A Family Settlement Agreement (FSA) is an agreement signed during the probate or trust administration by all of the heirs and persons receiving real estate or personal property from an estate. The contract sets forth how an estate's property should be distributed differently from how the deceased wanted it to go. Most of the time, a decedent's will be probated exactly as it reads. Sometimes it is handy for the executor to have an FSA in the executor's pocket, however.
An FSA can be used to overcome the effects of a poorly drafted will or mistakes. Others have called the family settlement agreement a magic wand for resolving probate disputes. There are few probate ills a properly drafted FSA cannot cure.
Examples: (1) A decedent’s will leaves out the ability of the executor to perform his or her duties for the estate without buying an expensive bond. Or the executor cannot sell land without going through getting a court order. Most properly drafted wills and trusts allow for executors to serve without a bond and without going to court to authorize sales of property. A simple FSA is drafted that has all the heirs agree that no bond is necessary, and if necessary, the executor can sell the land without going through a court. A bond is meant for protection and so long as all the heirs sign the agreement and the agreement is not unfair, the probate court usually does not care about those issues.
Assume Dad’s will make a simple mistake. It gives two sons, A and B, a section of ground for each, but gives each son the wrong acreage. Blackacre has a great bass pond on it, and Whiteacre is great deer hunting land with plenty of cover. A is a hunter and B is an avid fisherman. But in Dad's will, A gets Blackacre while B gets Whiteacre. The sons are disappointed when they see Dad’s will. Each got what the other wanted. A and B are the only heirs, so they agree in a Family Settlement Agreement to swap ground. While they could perhaps trade the ground after the probate, there might be different tax consequences to a trade of real estate.
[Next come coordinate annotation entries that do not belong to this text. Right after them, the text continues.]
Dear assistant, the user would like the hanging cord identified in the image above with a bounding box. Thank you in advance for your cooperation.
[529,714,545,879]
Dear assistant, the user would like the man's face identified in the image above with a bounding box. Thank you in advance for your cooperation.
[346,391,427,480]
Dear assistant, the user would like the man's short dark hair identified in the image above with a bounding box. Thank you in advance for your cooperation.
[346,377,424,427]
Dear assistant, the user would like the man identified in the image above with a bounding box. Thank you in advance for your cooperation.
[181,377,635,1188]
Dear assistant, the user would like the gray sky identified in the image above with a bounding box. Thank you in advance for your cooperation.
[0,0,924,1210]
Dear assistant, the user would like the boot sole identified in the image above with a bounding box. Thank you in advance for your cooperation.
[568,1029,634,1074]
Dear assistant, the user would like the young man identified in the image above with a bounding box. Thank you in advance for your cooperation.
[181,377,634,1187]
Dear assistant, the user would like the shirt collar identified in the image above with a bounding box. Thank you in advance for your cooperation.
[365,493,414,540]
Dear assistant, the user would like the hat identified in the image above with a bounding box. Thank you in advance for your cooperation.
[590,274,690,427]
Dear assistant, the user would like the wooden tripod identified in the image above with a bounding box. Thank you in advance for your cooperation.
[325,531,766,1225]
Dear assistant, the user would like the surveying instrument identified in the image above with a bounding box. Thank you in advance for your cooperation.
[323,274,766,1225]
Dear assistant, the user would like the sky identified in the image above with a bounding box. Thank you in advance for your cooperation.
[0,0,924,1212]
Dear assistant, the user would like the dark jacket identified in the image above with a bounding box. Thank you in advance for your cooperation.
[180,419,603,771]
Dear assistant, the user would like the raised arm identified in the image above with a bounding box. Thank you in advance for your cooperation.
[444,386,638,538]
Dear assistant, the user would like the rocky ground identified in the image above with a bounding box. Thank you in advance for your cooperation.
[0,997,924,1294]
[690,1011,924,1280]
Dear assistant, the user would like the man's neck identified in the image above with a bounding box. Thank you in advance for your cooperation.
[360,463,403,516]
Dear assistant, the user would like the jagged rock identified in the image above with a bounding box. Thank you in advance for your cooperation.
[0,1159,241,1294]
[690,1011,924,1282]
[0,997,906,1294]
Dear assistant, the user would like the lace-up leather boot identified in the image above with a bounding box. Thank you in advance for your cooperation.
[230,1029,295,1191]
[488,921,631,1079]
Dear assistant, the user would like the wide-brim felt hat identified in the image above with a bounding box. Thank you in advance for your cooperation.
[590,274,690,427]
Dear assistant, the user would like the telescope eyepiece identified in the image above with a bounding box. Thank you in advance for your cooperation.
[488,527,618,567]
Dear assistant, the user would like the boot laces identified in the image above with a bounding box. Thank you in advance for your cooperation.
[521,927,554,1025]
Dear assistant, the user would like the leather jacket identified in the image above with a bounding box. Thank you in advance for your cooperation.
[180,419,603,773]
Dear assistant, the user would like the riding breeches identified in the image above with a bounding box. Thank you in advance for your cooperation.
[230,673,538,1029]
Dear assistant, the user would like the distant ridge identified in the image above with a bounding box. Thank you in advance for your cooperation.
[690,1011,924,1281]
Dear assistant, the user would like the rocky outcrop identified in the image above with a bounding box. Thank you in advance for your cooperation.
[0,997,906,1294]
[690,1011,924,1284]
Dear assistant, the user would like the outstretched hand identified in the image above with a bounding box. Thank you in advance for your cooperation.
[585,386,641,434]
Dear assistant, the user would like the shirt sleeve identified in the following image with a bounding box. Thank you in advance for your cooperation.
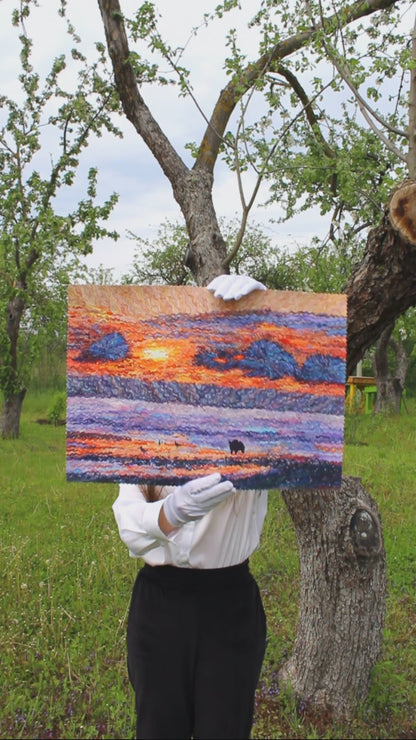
[113,483,169,558]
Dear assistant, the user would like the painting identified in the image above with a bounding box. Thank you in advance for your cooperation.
[66,285,346,489]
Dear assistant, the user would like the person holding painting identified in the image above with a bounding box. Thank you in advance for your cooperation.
[113,275,267,740]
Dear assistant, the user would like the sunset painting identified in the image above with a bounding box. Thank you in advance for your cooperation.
[66,285,346,489]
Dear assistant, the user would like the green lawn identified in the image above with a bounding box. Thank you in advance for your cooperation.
[0,395,416,738]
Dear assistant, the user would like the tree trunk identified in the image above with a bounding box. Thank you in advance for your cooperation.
[374,324,409,414]
[0,388,26,439]
[0,292,26,439]
[280,477,386,718]
[344,180,416,375]
[98,0,416,714]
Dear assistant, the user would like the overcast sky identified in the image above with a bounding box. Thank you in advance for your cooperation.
[0,0,372,275]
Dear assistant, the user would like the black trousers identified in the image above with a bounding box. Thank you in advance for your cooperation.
[127,561,266,740]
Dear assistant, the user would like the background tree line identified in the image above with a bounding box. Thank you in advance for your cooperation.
[0,0,416,714]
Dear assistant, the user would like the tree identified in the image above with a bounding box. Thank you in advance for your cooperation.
[0,0,118,437]
[94,0,416,714]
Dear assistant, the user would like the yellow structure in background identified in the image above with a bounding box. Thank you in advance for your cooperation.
[345,375,377,414]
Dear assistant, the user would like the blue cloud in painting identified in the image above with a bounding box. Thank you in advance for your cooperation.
[77,331,129,362]
[298,354,345,383]
[196,339,297,380]
[195,339,345,383]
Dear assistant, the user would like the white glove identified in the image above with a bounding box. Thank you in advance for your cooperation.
[207,275,267,301]
[163,473,235,527]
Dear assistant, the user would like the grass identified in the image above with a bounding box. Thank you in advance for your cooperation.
[0,394,416,739]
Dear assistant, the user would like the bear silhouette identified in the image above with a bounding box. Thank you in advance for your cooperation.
[228,439,246,455]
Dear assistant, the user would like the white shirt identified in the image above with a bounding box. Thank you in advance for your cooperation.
[113,483,267,568]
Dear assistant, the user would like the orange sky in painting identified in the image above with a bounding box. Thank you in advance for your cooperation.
[67,286,346,395]
[68,314,345,396]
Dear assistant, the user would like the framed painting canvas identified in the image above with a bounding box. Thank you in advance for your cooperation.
[66,285,346,489]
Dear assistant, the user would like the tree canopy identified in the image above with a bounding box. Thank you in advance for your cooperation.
[0,2,118,437]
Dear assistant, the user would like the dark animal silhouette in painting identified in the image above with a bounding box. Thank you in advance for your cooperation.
[228,439,246,455]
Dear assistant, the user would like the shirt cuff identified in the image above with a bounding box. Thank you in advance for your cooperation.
[143,499,173,541]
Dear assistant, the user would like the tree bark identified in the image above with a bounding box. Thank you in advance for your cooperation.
[0,388,26,439]
[344,180,416,375]
[374,324,409,414]
[0,286,26,439]
[280,477,386,718]
[98,0,416,716]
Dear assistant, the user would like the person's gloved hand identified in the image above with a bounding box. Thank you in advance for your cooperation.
[163,473,235,527]
[207,275,267,301]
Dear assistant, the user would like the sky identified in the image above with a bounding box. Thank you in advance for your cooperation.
[0,0,410,276]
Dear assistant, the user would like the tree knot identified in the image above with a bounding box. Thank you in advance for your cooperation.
[350,502,383,560]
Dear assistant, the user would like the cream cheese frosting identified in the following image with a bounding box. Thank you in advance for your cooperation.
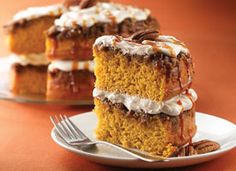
[55,3,150,28]
[9,53,49,66]
[94,35,189,57]
[13,4,67,21]
[93,88,197,116]
[48,60,94,72]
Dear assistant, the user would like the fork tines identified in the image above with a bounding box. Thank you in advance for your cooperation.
[50,115,89,145]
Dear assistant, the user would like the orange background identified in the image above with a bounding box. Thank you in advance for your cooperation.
[0,0,236,171]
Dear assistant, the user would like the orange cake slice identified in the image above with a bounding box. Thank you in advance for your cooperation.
[47,60,95,102]
[4,4,66,95]
[93,30,197,156]
[46,0,158,101]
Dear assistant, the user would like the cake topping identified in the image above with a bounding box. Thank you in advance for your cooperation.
[79,0,96,9]
[9,53,49,66]
[13,4,66,21]
[131,30,159,43]
[94,32,189,57]
[64,0,109,9]
[64,0,81,8]
[93,88,197,116]
[55,2,150,30]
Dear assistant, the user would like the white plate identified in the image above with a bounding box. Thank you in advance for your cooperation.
[0,57,93,105]
[51,112,236,168]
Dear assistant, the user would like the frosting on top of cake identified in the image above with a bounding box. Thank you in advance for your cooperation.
[48,60,94,72]
[55,3,150,28]
[93,88,197,116]
[94,35,189,57]
[13,4,67,21]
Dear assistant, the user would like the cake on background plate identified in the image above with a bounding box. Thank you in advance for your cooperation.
[46,0,159,100]
[93,30,197,156]
[4,4,66,95]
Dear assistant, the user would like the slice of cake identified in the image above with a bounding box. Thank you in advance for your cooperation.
[47,60,95,102]
[46,0,158,100]
[93,30,197,156]
[4,4,66,95]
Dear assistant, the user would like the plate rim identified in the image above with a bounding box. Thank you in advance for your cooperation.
[51,111,236,166]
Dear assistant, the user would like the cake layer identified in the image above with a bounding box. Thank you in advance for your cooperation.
[46,3,159,60]
[10,63,47,96]
[47,69,95,101]
[9,53,49,66]
[4,16,57,55]
[94,44,193,102]
[95,99,196,156]
[93,88,197,116]
[48,60,94,72]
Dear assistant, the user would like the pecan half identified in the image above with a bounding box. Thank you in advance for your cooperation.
[174,140,220,157]
[64,0,109,8]
[176,145,197,157]
[79,0,96,9]
[64,0,81,8]
[193,140,220,154]
[131,30,159,43]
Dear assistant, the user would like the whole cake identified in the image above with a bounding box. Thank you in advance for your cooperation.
[46,0,158,100]
[93,30,197,156]
[4,4,66,95]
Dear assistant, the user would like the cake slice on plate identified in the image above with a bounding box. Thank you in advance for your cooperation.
[93,30,197,156]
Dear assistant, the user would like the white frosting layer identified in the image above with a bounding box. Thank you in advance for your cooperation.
[55,3,150,28]
[94,35,189,57]
[9,53,49,66]
[13,4,66,21]
[93,88,197,116]
[48,60,94,72]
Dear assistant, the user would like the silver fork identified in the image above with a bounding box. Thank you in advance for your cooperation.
[50,115,168,162]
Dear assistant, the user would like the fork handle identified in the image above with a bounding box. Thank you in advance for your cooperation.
[79,141,167,162]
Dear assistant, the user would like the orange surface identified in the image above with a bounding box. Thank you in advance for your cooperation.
[0,0,236,171]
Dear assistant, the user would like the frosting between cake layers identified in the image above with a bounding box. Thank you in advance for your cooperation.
[94,35,189,57]
[48,60,94,72]
[93,88,197,116]
[13,4,67,21]
[9,53,49,66]
[55,3,150,28]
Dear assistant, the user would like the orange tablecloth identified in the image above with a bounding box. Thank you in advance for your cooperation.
[0,0,236,171]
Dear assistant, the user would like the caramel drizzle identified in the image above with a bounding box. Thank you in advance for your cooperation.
[72,60,78,71]
[50,39,58,57]
[130,29,159,43]
[106,11,117,25]
[70,41,78,59]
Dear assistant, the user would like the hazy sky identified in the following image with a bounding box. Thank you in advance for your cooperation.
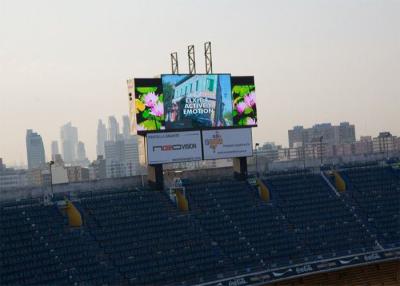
[0,0,400,164]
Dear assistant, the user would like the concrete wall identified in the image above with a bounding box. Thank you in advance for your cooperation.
[0,176,147,201]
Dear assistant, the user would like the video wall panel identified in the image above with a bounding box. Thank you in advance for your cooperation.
[128,74,257,134]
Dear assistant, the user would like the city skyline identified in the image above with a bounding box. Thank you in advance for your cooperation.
[0,1,400,165]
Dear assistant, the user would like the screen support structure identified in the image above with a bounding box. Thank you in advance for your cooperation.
[171,52,179,74]
[147,164,164,191]
[233,157,247,180]
[188,45,196,74]
[204,42,212,74]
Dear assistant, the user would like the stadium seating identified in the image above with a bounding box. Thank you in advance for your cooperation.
[186,181,301,269]
[0,165,400,286]
[265,174,376,260]
[0,200,116,285]
[77,191,229,285]
[340,166,400,248]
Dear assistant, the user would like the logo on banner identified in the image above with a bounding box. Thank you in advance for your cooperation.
[205,131,224,153]
[153,143,197,152]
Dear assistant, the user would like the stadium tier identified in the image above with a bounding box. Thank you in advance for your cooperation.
[0,166,400,286]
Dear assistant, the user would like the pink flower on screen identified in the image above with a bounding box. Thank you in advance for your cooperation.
[236,101,247,114]
[244,91,256,107]
[246,117,256,125]
[144,92,158,107]
[150,102,164,116]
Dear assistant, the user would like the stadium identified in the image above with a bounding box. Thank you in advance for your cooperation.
[0,44,400,286]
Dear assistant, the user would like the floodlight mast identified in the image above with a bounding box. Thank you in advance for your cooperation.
[204,42,212,74]
[188,45,196,74]
[171,52,179,74]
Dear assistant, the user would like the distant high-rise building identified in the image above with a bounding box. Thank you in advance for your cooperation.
[107,116,120,141]
[89,155,107,180]
[335,122,356,144]
[372,132,397,156]
[105,136,141,178]
[61,122,78,163]
[77,141,87,161]
[288,122,356,148]
[96,120,107,156]
[122,115,131,139]
[51,140,60,160]
[26,129,46,169]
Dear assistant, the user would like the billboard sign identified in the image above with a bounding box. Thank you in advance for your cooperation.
[128,74,257,134]
[202,128,253,160]
[161,74,233,129]
[147,131,202,164]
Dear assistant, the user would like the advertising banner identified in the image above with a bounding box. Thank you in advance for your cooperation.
[202,128,253,160]
[147,131,202,164]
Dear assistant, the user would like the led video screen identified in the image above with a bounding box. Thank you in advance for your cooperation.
[161,74,233,130]
[128,74,257,134]
[134,78,165,133]
[231,76,257,126]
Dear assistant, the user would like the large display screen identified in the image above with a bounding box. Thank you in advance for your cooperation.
[134,78,165,133]
[128,74,257,134]
[232,76,257,126]
[161,74,233,129]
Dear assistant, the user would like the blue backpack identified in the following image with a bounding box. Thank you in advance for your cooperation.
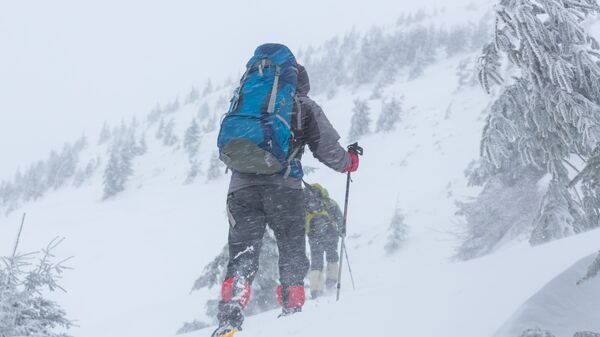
[217,43,302,179]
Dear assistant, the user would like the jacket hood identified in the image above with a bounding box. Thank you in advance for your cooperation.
[296,64,310,96]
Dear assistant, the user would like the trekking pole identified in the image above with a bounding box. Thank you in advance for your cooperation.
[344,245,356,290]
[336,143,363,301]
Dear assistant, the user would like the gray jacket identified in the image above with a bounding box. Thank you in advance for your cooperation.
[229,67,352,193]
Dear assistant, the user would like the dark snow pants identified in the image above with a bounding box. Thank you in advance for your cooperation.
[308,223,340,271]
[227,185,308,286]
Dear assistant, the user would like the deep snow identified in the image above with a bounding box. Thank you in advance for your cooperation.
[0,1,600,337]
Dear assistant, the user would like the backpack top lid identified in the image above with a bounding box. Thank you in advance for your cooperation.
[246,43,298,68]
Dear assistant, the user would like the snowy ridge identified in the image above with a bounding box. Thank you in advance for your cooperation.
[0,2,600,337]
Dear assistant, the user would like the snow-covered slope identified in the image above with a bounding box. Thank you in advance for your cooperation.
[0,3,600,337]
[494,254,600,337]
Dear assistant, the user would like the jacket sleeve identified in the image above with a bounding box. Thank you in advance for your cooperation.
[300,97,352,172]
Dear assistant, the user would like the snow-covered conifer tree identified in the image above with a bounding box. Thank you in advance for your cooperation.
[577,253,600,285]
[348,98,371,142]
[183,118,200,161]
[479,0,600,244]
[376,97,402,132]
[384,203,408,254]
[0,235,73,337]
[103,140,135,199]
[155,118,165,139]
[184,86,200,104]
[98,122,111,145]
[198,102,210,121]
[162,119,179,146]
[202,78,213,97]
[206,151,225,181]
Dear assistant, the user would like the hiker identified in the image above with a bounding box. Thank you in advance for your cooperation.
[213,44,358,336]
[304,184,344,299]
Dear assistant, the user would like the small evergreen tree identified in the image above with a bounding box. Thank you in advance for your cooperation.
[183,118,200,160]
[198,102,210,121]
[202,78,213,97]
[348,98,371,142]
[184,86,200,104]
[155,118,165,139]
[384,203,408,254]
[103,137,135,200]
[376,97,402,132]
[206,151,225,181]
[0,235,73,337]
[98,122,111,145]
[479,0,600,244]
[162,119,179,146]
[577,253,600,285]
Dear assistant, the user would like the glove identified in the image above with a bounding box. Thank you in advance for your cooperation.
[342,151,358,173]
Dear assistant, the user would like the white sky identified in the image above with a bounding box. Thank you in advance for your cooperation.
[0,0,446,178]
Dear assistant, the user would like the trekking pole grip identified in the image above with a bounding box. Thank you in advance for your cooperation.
[348,142,364,156]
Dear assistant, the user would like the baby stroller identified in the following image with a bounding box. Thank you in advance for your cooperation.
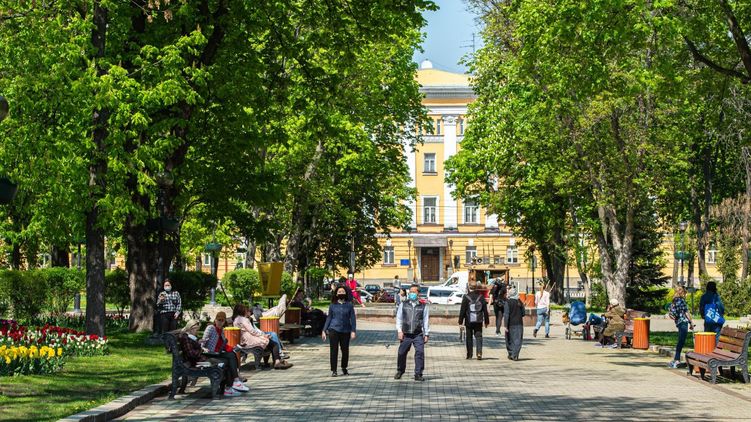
[563,301,587,340]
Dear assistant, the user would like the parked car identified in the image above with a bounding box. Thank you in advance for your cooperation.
[428,287,464,305]
[365,284,381,294]
[357,290,373,302]
[376,289,394,303]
Suppose a husband and wife are each in a second marriage. Both have adult children from first marriages. Husband dies first, his will leaves everything to children. Under Kansas law, the second wife can claim a family allowance -- $50,000 and the use of the house, which is claimed as her homestead. However, Wife does not like western Kansas and she would rather live near her children in Missouri. If she moves, she loses the family allowance, her homestead, and has nothing to show for the marriage and the move to Missouri. Husband’s children are unhappy because the home is on a 160-acre tract of irrigated farmland, the most valuable asset of the estate. In a family settlement agreement, the children and the second wife can agree that, in lieu of the family allowance, the wife can receive annual payments from the estate for X years sufficient to allow her to purchase a modest home near her own children. The children can sell the farm home and irrigated land, use a portion of the proceeds to purchase the annuity that guarantees the wife’s annual payments. The remainder of the estate is distributed.
The probate judge does not have to approve or disapprove of the agreement. Because the document is a contract, if all the heirs at law (and persons who are not heirs but who get something from the estate) sign the agreement, and it otherwise meets the other requirements of a valid contract, it is filed with the Court and is a binding agreement. The probate judge is primarily concerned that if there are debts against the estate that the available funds pay the debts. Otherwise, the judge has no chips in the FSA matter unless the agreement is very unfair to someone or there are later claims of undue influence or coercion.
An FSA also protects against heirs who spend their inheritance and think they should have gotten more. (They signed the agreement; they cannot renege on the agreement after the fact.) Most FSA's have a provision in them preventing appeals as part of the deal.
Moreover, perhaps the decedent cut out one of the children from his will and that child is threatening to fight the probate of the will. He will allege Dad was incompetent at the time the will was made. If the will is determined to be invalid, the probate reverts to an intestate probate (administration of the property without the guidance of a will). That changes everything. The heirs to the will must decide whether the better part of valor is a nasty probate fight and defending Dad’s will against the outcast son, or a family settlement agreement that includes everyone.
The key is using the FSA at the right time. The decedents will be determined in a testamentary document is entitled to be followed. However, if it isn't practical, then an FSA is available. In any case, you should have your own attorney review a proposed family settlement agreement for you before you sign. You may have rights you are not aware of.